Mohsin Hamid was born in 1971 in Lahore. He grew up mostly in Pakistan but spent part of his childhood in California and returned to America to attend Princeton University and Harvard Law School. He then worked in New York and London as a management consultant before returning to Lahore to pursue writing full-time.

He published his first novel, Moth Smoke, in 2000. Structured like a trial, with the reader cast as judge, it told the story of an ex-banker and heroin addict in contemporary Lahore. It became a cult hit, was adapted for television in Pakistan, and was hailed by the New York Review of Books as “one of the first pictures we have of that world,” a new South Asia “taken over by gun-running, drug-trafficking, large-scale industrialism, commercial entrepreneurship, tourism, new money, nightclubs, boutiques.”

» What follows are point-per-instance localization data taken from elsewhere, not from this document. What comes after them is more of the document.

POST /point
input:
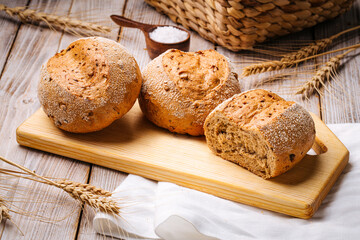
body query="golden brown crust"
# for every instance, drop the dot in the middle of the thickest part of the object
(180, 89)
(279, 132)
(87, 86)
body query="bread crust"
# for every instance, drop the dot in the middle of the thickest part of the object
(88, 85)
(179, 89)
(284, 131)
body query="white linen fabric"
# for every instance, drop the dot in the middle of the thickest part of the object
(164, 210)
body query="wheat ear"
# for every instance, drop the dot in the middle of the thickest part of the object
(4, 211)
(292, 59)
(278, 65)
(306, 51)
(86, 194)
(52, 20)
(5, 214)
(322, 75)
(84, 187)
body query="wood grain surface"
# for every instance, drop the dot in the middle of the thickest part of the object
(139, 147)
(23, 48)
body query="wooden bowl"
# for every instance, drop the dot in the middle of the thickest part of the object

His next novel, The Reluctant Fundamentalist, was published in 2007 and recounted a Pakistani man's encounter with an unnamed stranger as he tells of his abandonment of his high-flying life in New York in a time of conflict and mutual suspicion. The Guardian named it one of the books that defined the decade and the BBC selected it as one of the 100 novels that have shaped our world. It became an international bestseller, and was adapted into a film by director Mira Nair, starring Riz Ahmed, Liev Schreiber, Kate Hudson, and Kiefer Sutherland.

In 2013 he published his  third novel, How to Get Filthy Rich in Rising Asia, which was a love story and an exploration of mass-urbanization and global economic transformation -- in the apparent guise of a self-help book. Reviewing it in The New York Times, Michiko Kakutani wrote: “Mr. Hamid reaffirms his place as one of his generation's most inventive and gifted writers.”

His fourth novel, Exit West, published in 2017, investigated the universality of migration through the story of two refugees fleeing a war-torn city in a world where billions of people have begun to travel through inexplicable black doors. It was an international bestseller described by The New Yorker as “instantly canonical.”

Mohsin’s essays have appeared in The New York Times, The Guardian, The New Yorker, The New York Review of Books, the Financial Times, and many other publications. A book collection of his non-fiction writing, Discontent and Its Civilizations: Dispatches from Lahore, New York, and London was published in 2015.

His writing has been translated into 40 languages and won numerous prizes. He has lectured at dozens of universities around the world, from Harvard, Princeton, Stanford, and Yale to the London School of Economics and the National University of Singapore. In 2013, Foreign Policy magazine named him one of the world's 100 Leading Global Thinkers.